Actually, never mind me. I solved it with a friend's help. Yay!

If you divide the first by the second, the remainder is 0.237 J. Using that information, I was able to calculate the distance travelled, 50cm. So, subtract that from 85cm, it stopped at 35cm from the left of the frictional surface.
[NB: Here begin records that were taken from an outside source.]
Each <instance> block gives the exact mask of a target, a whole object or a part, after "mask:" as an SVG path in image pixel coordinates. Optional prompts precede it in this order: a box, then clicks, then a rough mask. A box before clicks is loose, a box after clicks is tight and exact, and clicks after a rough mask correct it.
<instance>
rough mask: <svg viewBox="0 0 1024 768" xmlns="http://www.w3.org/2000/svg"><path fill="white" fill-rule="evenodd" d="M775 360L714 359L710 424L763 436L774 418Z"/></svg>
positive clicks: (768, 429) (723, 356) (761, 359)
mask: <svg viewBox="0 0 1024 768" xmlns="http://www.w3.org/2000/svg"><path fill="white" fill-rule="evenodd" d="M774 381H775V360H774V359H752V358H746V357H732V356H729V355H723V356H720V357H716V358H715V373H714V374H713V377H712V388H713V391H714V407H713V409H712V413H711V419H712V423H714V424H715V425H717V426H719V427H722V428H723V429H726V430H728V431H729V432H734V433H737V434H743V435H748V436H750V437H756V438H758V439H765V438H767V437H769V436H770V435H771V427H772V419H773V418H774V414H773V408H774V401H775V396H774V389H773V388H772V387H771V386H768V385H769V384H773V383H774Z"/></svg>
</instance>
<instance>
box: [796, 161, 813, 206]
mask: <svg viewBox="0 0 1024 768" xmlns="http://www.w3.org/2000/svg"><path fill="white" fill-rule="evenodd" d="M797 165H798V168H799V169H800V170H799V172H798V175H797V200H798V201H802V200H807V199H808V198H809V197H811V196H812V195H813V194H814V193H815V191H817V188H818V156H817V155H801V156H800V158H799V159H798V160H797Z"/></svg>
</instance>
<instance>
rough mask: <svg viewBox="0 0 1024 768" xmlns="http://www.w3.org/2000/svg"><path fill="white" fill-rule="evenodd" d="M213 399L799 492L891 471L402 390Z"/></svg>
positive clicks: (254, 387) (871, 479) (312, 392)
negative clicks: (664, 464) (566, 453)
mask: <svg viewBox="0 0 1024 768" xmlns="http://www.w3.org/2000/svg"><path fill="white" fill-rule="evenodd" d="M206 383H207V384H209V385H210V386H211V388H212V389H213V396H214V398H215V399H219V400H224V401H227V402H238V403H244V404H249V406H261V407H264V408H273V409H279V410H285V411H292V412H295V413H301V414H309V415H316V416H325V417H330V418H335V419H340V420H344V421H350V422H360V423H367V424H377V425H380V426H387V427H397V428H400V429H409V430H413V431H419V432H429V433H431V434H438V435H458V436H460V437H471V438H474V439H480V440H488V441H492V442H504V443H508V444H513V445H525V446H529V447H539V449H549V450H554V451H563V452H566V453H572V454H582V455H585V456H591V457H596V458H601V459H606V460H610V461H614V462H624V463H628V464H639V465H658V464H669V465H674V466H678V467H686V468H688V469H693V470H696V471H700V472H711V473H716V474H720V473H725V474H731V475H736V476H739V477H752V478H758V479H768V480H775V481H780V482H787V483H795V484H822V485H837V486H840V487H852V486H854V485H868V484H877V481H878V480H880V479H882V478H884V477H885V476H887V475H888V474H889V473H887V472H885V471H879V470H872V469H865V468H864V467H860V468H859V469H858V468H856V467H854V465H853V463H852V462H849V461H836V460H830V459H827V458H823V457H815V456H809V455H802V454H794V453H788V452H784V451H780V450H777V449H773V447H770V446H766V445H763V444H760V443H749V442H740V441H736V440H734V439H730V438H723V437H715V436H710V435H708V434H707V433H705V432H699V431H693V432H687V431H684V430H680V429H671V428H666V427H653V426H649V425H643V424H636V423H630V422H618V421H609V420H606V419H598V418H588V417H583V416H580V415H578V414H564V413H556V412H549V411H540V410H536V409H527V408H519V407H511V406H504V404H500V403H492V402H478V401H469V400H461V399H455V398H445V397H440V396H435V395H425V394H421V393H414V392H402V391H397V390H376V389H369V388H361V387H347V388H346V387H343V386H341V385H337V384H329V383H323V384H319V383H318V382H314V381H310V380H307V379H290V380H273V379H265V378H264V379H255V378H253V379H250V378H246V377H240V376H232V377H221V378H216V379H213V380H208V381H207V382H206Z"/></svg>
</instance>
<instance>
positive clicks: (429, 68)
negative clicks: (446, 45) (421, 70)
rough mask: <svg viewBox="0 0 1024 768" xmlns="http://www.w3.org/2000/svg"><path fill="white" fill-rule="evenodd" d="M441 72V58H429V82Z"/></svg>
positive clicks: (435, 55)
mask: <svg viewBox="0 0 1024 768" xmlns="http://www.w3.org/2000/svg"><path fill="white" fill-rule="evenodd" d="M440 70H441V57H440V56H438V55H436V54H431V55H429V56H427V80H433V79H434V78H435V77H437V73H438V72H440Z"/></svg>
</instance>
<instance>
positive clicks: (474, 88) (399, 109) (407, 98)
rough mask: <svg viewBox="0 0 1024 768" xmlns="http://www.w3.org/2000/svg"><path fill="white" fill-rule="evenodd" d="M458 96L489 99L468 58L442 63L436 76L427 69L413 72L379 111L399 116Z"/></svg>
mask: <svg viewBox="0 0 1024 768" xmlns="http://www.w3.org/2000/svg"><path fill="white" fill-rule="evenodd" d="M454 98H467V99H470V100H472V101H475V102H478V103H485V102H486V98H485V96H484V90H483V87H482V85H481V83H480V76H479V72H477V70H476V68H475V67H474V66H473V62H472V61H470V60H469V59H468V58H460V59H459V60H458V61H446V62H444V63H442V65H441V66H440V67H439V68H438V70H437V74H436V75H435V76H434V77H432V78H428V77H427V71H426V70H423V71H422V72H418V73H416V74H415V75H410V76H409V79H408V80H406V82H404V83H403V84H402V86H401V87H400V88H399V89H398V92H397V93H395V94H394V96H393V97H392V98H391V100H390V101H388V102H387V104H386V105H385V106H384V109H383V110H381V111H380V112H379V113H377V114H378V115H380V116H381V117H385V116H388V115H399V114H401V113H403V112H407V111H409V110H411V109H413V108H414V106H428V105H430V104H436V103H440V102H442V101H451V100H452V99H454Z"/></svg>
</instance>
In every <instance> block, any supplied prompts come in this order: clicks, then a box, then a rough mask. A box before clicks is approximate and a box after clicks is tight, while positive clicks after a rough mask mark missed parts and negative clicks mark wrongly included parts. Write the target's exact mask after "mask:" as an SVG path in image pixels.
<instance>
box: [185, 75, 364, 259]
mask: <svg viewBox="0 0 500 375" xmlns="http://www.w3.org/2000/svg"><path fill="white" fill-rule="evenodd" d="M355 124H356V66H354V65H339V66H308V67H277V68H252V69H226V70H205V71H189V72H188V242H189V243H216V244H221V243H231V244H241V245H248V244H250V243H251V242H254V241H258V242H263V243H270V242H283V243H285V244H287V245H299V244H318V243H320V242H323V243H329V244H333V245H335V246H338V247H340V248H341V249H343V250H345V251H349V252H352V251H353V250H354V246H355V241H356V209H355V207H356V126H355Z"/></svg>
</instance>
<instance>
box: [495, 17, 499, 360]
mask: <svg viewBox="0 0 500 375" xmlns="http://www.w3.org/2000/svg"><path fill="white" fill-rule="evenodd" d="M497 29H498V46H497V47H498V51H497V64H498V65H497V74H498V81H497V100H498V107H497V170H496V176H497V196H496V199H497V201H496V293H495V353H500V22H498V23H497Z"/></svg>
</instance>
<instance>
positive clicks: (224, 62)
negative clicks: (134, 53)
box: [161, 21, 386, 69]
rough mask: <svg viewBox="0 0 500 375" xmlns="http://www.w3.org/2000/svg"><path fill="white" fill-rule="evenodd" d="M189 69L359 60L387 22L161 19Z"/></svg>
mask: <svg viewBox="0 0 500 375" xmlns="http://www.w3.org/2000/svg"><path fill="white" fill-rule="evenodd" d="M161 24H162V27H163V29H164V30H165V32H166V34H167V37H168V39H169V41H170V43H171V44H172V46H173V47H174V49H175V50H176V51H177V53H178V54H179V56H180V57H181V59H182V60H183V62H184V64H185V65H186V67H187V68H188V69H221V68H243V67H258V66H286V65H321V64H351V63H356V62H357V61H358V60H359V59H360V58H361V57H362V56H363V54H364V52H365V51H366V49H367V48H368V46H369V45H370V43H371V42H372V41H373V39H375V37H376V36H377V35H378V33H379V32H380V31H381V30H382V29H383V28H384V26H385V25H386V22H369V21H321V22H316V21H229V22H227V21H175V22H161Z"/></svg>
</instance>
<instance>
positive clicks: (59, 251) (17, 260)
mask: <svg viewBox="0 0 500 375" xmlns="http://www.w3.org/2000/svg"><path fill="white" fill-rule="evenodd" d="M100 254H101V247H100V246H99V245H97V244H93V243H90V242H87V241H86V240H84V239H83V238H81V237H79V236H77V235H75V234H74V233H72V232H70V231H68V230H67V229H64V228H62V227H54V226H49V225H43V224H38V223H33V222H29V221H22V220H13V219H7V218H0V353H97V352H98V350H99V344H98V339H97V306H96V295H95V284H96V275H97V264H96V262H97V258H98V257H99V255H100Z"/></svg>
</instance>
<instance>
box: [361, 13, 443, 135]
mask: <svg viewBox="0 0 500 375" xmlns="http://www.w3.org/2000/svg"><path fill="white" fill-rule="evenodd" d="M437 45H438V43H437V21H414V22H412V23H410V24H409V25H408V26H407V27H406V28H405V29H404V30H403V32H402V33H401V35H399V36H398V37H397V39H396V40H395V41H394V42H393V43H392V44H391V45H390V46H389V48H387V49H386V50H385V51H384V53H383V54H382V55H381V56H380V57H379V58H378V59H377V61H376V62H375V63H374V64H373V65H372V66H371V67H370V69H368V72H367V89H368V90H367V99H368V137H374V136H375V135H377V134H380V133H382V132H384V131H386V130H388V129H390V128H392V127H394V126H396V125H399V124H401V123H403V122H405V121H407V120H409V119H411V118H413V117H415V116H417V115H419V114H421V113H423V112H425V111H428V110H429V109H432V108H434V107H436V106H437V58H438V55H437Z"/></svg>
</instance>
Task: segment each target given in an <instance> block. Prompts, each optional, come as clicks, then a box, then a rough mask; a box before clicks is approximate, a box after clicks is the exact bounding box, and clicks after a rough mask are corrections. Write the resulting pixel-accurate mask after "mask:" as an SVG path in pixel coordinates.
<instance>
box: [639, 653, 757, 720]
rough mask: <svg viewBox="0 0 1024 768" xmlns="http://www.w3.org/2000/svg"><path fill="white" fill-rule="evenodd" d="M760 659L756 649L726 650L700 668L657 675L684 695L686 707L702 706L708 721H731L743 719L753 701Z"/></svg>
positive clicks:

(Work = Force * distance, or 0.237 = Friction Force * distance.)

 

[Doc Al]

The initial total energy is the spring's potential energy. All other initial energies are zero. So:

PE_i = 1/2kx^2 = 1/2(200)(0.15) = 2.25 J

Then, I proceeded to calculate the energy loss due to friction, by the amount of work done:

WE_{per slide} = F_{friction} d_{friction} = \mu F_{normal} d_{friction} = 0.27 \times (0.179)(9.8) \times 0.85 = 0.40258 J

Good.

I found out that, if I divide the first by the second, it takes the 6th slide (back and forth) to actually "stop" the box from sliding, but at this point I'm really lost. The remaining energy might not be enough, for example, to overcome the static friction, and I'm unsure as to how to approach this problem anymore.

You found that it makes 5 complete trips across the friction patch and one partial trip. Find the length of that partial trip.

 

[SpaXe]

You found that it makes 5 complete trips across the friction patch and one partial trip. Find the length of that partial trip.

Thanks! That's exactly what I had to do.

As a side question, though, how does this problem relate to the concept of static friction and dynamic friction?

 

[Doc Al]

Static friction doesn't play a role in this problem.